Medium1 markMultiple Choice
Area III: Performing ProceduresAUDConfirmationsEvidence

CPA · Question 24 · Area III: Performing Procedures

An auditor sends positive confirmation requests to a sample of customers. A customer responds stating, 'We do not owe $15,000; we paid this amount on December 28.' The auditor's client has a year-end of December 31. The auditor investigates and finds the check was received and deposited by the client on January 3. Which of the following is the MOST likely conclusion?

Answer options:

A.

The account is misstated because the cash was not in the bank at year-end.

B.

The exception is a timing difference and not a misstatement.

C.

This indicates a cutoff error; the client should have recorded the cash in December.

D.

This is a misappropriation of assets scheme (lapping).

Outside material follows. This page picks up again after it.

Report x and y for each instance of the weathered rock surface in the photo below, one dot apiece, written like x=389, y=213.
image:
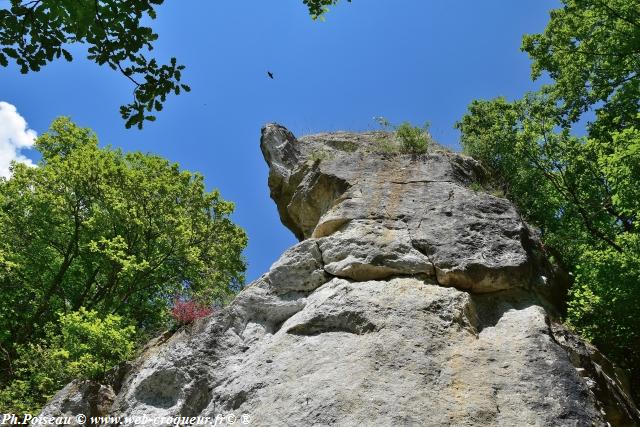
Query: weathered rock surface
x=410, y=300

How to approach this question

Analyze the timeline. Customer mailed 12/28. Client received 1/3. At 12/31, is it a Receivable? Yes. Did Customer think they paid? Yes. Result: Timing Difference.

Full Answer

B.The exception is a timing difference and not a misstatement.✓ Correct
Exceptions in confirmations often arise from timing differences (goods in transit, cash in transit). Since the client had not received the check by 12/31, the receivable was validly outstanding on the client's books.

Common mistakes

Assuming every exception is an error.